Something like this, just as a visual / birds eye view
05/22/2022, 4:48 PM
There is this but I dont know if that’s readable immediately
Todd de Quincey
05/22/2022, 5:03 PM
So am I right in my understanding that we need the following key components and their purpose:
1. Prefect Cloud / Server - essentially the Airflow scheduler if I wanted to compare this to Airflow land. It monitors, schedules and executes our flows, but it does NOT manage or execute the underlying tasks.
2. Flows - essentially an Airflow DAG (although not actually a directed a directed acyclic graph, just using the term for comparing apples-to-apples)
3. Tasks - same as in Airflow. Units of work that get executed.
4. Agent(s) - a lightweight process which polls the Cloud/Server API for new flow runs which need to be executed. Agent will monitor and manage the underlying tasks in that flow (this is where I am fuzzy, so quite likely very wrong).

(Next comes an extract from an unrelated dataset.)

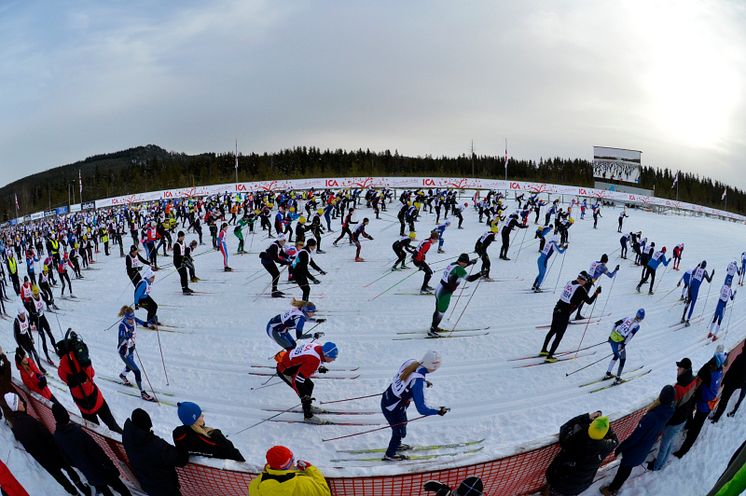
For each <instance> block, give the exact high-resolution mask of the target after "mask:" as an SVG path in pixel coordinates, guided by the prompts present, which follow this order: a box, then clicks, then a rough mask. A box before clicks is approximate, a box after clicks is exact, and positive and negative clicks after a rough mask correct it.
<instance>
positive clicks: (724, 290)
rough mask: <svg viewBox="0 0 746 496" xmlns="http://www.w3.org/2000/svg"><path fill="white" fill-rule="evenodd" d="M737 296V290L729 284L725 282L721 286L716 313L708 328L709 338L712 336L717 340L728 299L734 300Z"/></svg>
mask: <svg viewBox="0 0 746 496" xmlns="http://www.w3.org/2000/svg"><path fill="white" fill-rule="evenodd" d="M735 297H736V291H733V289H732V288H731V287H730V286H729V285H728V284H723V287H722V288H720V298H719V299H718V304H717V306H716V307H715V314H714V315H713V316H712V322H710V325H709V326H708V328H707V339H710V338H712V341H713V342H715V341H717V338H718V336H717V334H718V331H719V330H720V324H722V323H723V317H724V316H725V306H726V305H727V304H728V300H731V301H732V300H733V299H735ZM732 311H733V310H732V309H731V312H732Z"/></svg>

5. Executor(s) - underlying compute which runs individual tasks, managed by the agent.
Presuming I have the above correct(ish), I think my main confusion is around why we would push the agents to say Kubernetes or Fargate. Running our tasks on an elastic service like this makes sense, especially if the number of tasks is dynamic.
Is the use case for running agents on an elastic service like this in case of dynamic flow run generation (so each flow run is run on it’s own fargate task?).
I think my head is too much in Airflow land, whereby if we have say a fixed number of 200 DAGs (Flows), the elastic compute is applied to the underlying tasks in those DAGs, not the DagRuns themselves. Whereas, I think Prefect is more flexible and we can also scale up the FlowRuns (DagRuns)?
By the way, presuming all of this is roughly the same / equivalent in 2.0 (looking at the 1.0 docs atm, as they explain concepts a lot more)
05/22/2022, 5:09 PM
Mostly right. The agent starts up the Flow with the specified configuration (Kubernetes, Docker, ECS). Each Flow gets a different container. The Flow is responsible of running tasks.
Using Kubernetes gives you the containerized execution and spins up the Flow, and then removes the container when done. Dynamicism tends to be handles by the Executor (Local/Dask). DaskExecutor can scale out the number of tasks being executed across a cluster.
The main difference is Prefect doesn’t host compute. You provide your own via the agent. Prefect Cloud doesnt run anything. So the agent is more of a way to fetch the work and run it on compute infrastructure that the user provides (Kubernetes cluster for example)
2.0 is slightly different, but would probably confusing to get into while understanding 1.0
Todd de Quincey
05/22/2022, 5:11 PM
Right, if they are quite different, I’ll jump to the 2.0 docs, as looking to implement 2.0 in a greenfield project
I see the difference already. FlowRunners etc
05/22/2022, 6:15 PM
let us know if you have any specific questions, @Todd de Quincey
Todd de Quincey
05/22/2022, 7:03 PM
Thanks, Anna. I think the concepts in 2.0 (or at least the docs) make a bit more sense for me. So far so good :)
Is there a similar diagram for 2.0 by any chance?
Also, is there any documentation on how to self-deploy 2.0? We are initially looking to use Prefect cloud, but interested to also see what key components would be required to self-host.
Also, any idea on what the pricing for 2.0 will look like. As I understand, the number of tasks concept is being removed and replaced with users / env concept (much better imo). But curious as to what the pricing might look like.